For more detail, see for this link for example. https://www.color-blindness.com/2009/01/19/colorblind-colors...

If you are using only hue to differentiate colors, you're making a mistake. Use text, a pattern, hover text, anything else.



That article has actively harmful advise for people who have my type of color blindness (red deficient and green at the wrong wavelength). Their advice for red-green color blindness is basically to only use greens and yellows which are pretty much impossible for me to tell apart.

The best is when people make sure there is something other than just color to tell something apart. If you are making a game, the best is to have a color wheel to pick the colors for things (UI elements, friendlies/enemies, etc) as most forms of baked-in colorblindness support tend to just make things worse for me.


Where is the recommendation for using green and yellow? I can't find that.

I understood the recommendation to be 'use extra visual cues', except when only 'color contrast' (basically two contrasting-brightness colors, and the color itself has no significance) is being used. I'm colorblind too and totally agree.


They have color charts for each type of colorblindness with lines drawn on them for sets of hues to avoid. None of these lines go through both the green and yellow colors.


That is not in the article itself, is it one of the sources linked?


I am red-green colorblind and I actually thought the article nailed it in my case. Don’t depend on differences in hues, but use differences in contrast (saturation and brightness). If UI folks followed this rule I’d be good.

Aside: Last time I was in Spokane some genius decided to turn the light signals sideways. I had no way to tell whether to go or stop w/o watching other.


I think that's the point the person you're replying to is trying to make. The author nails it for red green color blindness, but fails for most other forms of color blindness


I've never understood if there are really people who commonly confuse red and green, or if others are making that assumption because it's commonly called "red green color blindness", but that assumption seems so ubiquitous, it makes me feel like I'm misunderstanding something. I'm red-green insensitive, and in reality that's exactly how it manifests, not as the inability to distinguish red from green. It's what you'd expect: Purples look more blue, greens look more yellow. That's (mostly) it.


Yep, they exist. I'm one of them.

When you see either red or green in isolation, does it take you longer than usual to tell which it is? It does for me. It's pretty rare that I simply can't tell at all, but it does happen, and it's common that it takes me multiple seconds to figure out which it is. The little red/green leds that the sibling comment mentioned can indeed be particularly shit.

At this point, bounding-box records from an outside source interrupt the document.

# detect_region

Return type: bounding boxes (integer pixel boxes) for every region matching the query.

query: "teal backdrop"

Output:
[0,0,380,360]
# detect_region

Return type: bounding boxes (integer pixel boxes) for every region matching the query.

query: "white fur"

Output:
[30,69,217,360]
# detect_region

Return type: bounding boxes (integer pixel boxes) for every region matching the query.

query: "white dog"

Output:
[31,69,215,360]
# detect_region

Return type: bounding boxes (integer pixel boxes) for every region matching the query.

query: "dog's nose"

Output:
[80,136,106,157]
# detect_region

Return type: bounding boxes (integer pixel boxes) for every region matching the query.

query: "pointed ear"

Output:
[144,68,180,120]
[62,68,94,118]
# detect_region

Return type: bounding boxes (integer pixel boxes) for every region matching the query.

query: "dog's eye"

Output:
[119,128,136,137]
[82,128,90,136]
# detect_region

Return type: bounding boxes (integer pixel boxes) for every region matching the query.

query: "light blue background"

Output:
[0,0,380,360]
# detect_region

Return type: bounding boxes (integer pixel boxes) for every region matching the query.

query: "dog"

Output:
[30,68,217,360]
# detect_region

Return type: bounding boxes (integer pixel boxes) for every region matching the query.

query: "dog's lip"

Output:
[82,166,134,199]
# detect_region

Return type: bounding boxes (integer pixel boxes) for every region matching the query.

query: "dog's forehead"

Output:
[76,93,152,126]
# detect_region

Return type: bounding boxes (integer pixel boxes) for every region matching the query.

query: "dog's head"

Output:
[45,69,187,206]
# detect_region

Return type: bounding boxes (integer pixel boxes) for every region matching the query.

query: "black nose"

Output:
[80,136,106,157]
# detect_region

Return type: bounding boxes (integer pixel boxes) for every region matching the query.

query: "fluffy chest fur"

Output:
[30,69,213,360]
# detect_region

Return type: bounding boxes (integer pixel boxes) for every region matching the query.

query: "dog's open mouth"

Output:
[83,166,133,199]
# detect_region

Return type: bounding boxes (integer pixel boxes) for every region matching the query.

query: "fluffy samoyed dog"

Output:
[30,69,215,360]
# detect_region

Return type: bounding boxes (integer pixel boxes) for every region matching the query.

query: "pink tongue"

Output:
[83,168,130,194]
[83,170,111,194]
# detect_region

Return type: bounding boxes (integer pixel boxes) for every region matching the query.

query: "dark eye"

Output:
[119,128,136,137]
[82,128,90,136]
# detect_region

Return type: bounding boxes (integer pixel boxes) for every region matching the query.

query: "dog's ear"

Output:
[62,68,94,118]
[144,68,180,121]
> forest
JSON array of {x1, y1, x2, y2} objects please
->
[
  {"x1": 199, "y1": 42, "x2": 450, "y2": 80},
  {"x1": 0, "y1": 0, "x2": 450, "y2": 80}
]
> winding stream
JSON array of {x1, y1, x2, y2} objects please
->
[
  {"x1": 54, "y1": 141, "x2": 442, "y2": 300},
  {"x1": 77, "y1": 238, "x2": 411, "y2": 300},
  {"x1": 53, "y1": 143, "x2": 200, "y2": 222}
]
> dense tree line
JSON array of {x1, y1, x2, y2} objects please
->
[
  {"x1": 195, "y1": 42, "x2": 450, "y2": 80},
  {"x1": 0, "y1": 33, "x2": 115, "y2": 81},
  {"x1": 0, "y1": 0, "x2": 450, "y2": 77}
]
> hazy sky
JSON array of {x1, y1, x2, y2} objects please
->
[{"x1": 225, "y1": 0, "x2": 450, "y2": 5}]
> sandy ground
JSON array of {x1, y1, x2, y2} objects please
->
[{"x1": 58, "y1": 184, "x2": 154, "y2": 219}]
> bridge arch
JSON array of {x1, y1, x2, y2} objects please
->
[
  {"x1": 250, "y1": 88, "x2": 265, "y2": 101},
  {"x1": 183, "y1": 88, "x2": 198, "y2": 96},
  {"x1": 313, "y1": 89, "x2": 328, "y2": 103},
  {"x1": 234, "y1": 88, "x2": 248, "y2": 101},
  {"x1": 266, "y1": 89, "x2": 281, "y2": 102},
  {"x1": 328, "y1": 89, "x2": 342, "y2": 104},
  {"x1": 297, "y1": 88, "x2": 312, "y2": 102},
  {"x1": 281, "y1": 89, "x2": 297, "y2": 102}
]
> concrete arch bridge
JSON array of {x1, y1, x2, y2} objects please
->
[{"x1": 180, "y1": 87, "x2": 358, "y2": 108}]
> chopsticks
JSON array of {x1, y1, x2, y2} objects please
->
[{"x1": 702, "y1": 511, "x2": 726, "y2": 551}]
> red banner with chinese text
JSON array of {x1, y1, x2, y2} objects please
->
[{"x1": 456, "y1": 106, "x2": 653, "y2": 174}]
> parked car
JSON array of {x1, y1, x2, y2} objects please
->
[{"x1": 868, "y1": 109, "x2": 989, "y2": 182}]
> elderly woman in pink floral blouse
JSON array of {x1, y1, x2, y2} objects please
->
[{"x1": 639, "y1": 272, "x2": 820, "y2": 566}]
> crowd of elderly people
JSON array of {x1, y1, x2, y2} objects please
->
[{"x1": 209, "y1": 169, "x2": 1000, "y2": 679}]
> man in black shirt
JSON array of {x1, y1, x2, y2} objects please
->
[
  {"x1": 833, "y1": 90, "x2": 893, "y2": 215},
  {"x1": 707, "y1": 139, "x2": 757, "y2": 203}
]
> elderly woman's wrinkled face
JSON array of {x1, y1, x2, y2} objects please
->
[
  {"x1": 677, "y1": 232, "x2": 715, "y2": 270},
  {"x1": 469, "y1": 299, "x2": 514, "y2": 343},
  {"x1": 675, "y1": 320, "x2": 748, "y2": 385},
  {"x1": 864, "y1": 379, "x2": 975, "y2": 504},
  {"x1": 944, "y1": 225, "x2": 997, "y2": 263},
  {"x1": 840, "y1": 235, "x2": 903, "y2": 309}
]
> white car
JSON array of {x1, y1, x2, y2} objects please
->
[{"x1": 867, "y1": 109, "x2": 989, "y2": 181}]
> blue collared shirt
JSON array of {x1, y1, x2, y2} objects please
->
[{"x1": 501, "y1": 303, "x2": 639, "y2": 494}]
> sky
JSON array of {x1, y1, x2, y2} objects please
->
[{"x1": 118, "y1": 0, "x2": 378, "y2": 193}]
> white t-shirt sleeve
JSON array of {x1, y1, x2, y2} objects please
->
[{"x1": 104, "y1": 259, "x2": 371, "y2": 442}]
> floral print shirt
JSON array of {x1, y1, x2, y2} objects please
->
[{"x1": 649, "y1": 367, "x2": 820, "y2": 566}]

The purple thing sounds familiar to me. If you take blue and add red or green, it can be very difficult for me to tell which it is. That was my earliest issue with colors, I got in trouble in school for mixing up bluegreen and purple.

There do exist some pretty detailed tests for exactly which type of colorblindness you have if you're curious, though I'm not sure if they can be done reliably on a non-calibrated monitor.


There definitely are people who confuse red and green, I know one. He really hates all those battery chargers that change color from red to green when they finish charging because he cannot distinguish them at all.


When 'color contrast' is mentioned he is referring to the example with the toggle tokens, with widely different brightness for the active (blue) and inactive (light gray) states. I suggest re-reading the article, since the author agrees completely with you - your last sentence is a straight paraphrase of this:

> If you’re using competing color hues to differentiate states, you need another visual cue besides color. But if you’re only using color contrast to differentiate states, it’s likely accessible to color blind users.